Dynamic QoS Support for P2P Communications

Abstract

Scalable Quality of Service (QoS) control is of paramount importance to effectively enable a seamless convergence of the rapidly evolving Peer-to-Peer (P2P) overlay communications over the Internet since the latter only supports best-effort service paradigm. For example, the European Union (EU) funded ROMEO project is focusing on a joint use of DVB-T2 and P2P overlay networks for live multimedia content sharing and collaboration among multiple users. This raises a strong need that the media packets transmitted through the P2P overlay delivery system must arrive earlier enough at the end users to assure a proper synchronization of the multiple views that may be received via the hybrid network. For this purpose, the P2P network must assure a certain QoS guarantee in terms of bandwidth, delay, jitter, and loss. More importantly, the control must be scalable to prevent excessive signalling and the related processing overhead, usually suffered in the traditional per-flow QoS control approaches. In this view, recent research effort claimed that the Internet resources can be efficiently over-provisioned (booking more resources in-advance) in such a way to allow differentiation of QoS control with reduced signalling overhead and increased resource utilization. This approach, however, needs further investigations for proper integration into innovative networking architectural designs to achieve performance.

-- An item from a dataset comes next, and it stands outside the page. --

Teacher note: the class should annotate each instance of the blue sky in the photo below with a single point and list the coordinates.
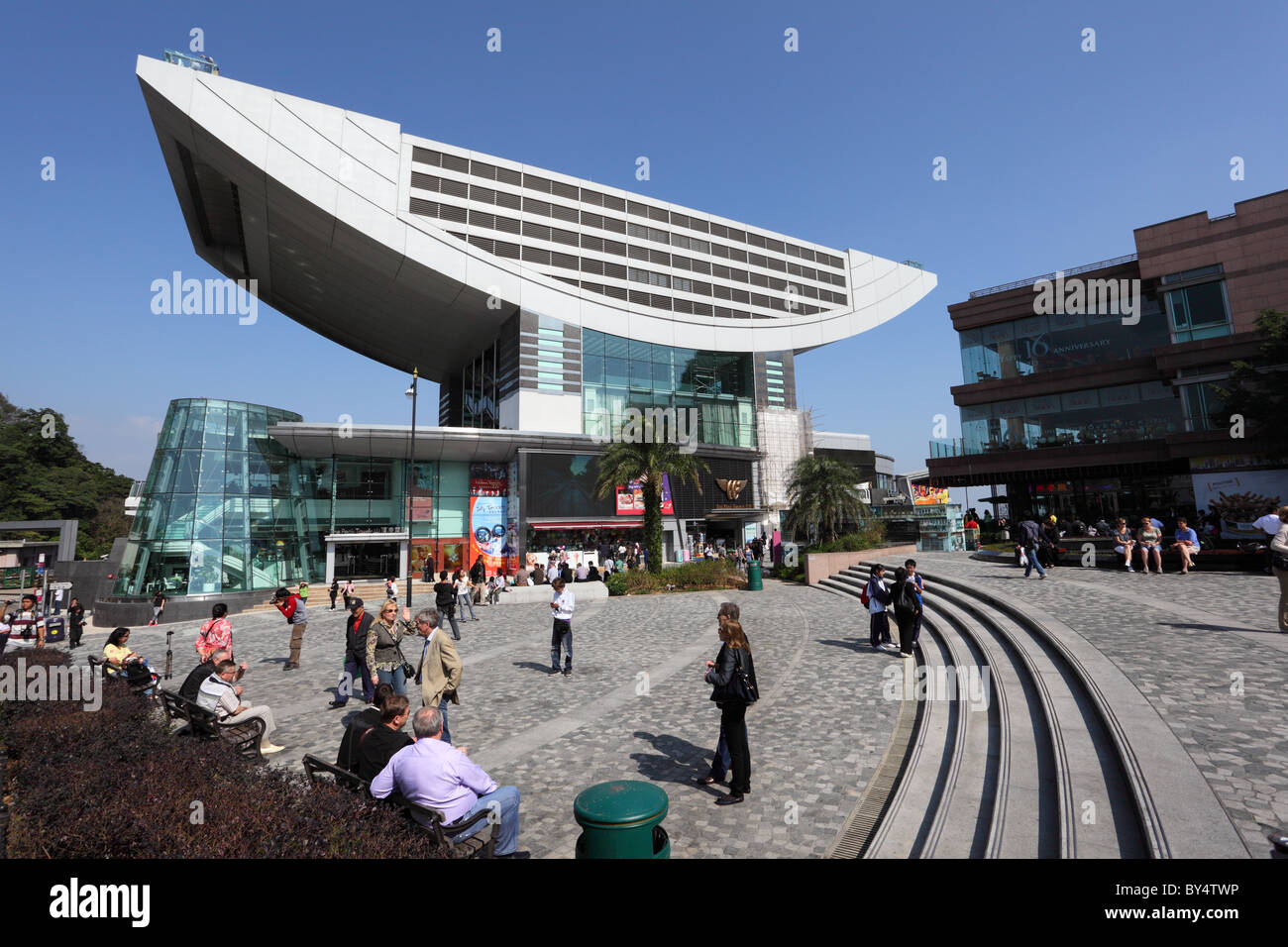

In addition to that, and in order to provide an end-to-end QoS, a mechanism to enforce prioritization policies within the customer’s access network is also needed. Hence, this chapter proposes a cross-layer control architecture that takes advantage of the Internet resources over-provisioning and the QoS policy enforcement within access networks to facilitate rapid development of P2P applications. The design aims to alleviate the requirements of buffers and the need for adaptation on end users’ devices, thus allowing for cost-effective and rapid development of attractive services in similar hybrid content delivery networks.